33 years ago today, John Lennon was shot dead outside his New York home.

When he died he was younger than I am now.

By the time I’d decided at the ripe old age of 32 that teaching might be the vocation for providing for my family, John Lennon had already lived a colourful life in Hamburg, formed the Beatles, split the Beatles, was one of the most recognisable faces on the planet and half-way through a solo career. Not bad going when you stop to think about it.

On the day he died, I came home from school to find my mum cleaning out the kitchen cupboards and crying. I shuffled about awkwardly, trying to be invisible while looking for the chocolate biscuits that weren’t in their usual place. Imagine seemed to soundtrack that whole era, Lennon’s unofficial national anthem for the world playing on every radio station across the globe.

Here’s the first take of Imagine, that other gun-wielding maniac Phil Spector at the controls and recorded at John’s house in Ascot. See when the honey-thick warm strings come in at the start with the piano……..s’beautiful, man!

And here’s a live version from 1971. Just John and his acoustic guitar in front of a politely reserved audience. Imagine wouldn’t be the song it was until Lennon’s death. Who knew?

Here’s the demo of Real Love. Lennon gives birth to Elliott Smith whilst sketching out a minor keyed spidery piano part that would never see the light of day during his lifetime.
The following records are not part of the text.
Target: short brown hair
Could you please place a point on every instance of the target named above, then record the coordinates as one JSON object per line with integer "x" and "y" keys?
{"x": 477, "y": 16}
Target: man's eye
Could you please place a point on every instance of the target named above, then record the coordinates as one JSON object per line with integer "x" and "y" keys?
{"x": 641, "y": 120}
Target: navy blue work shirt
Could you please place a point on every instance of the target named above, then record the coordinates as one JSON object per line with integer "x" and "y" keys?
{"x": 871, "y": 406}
And here’s the Jeff Lynne-produced shiny, polished-up Threetles version, released to promote the mid 90s Anthology series. Packed full of George’s slide guitar and some warm Beatles harmonies, it is (to paraphrase Alan Partridge) the band ELO could’ve been.

A few years ago, we visited New York. Just across the road from the Dakota Building in Central Park we came across Strawberry Fields. Once we’d managed to squeeze ourselves in between the hordes of quietly determined Japanese tourists hell-bent on not letting us through (Give Peace A Chance, my arse), much like that December day in my kitchen in 1980, we looked in slightly self-conscious silence at the wee tiled memorial.

I could post a picture of it, but it looks exactly the same as any one you choose to Google, although my picture has a random scattering of Autumn Central Park leaves on top of the black and white tiles, rather than the candles of eternity that were somewhat ironically missing that day.

 

*Bonus Schmonus!

Tis the season to be jolly ‘n all that. Here’s the rough version of Happy Xmas (War Is Over). Written and recorded in the space of a day, as was Lennon’s wont at the time, the record company failed to act quickly enough, and it missed out on being that year’s Christmas single. As with Imagine, it’s only since his death that Happy Xmas became truly popular.

lennon chapman

Lennon autographs a copy of his Double Fantasy LP for the man who would return to kill him six hours later.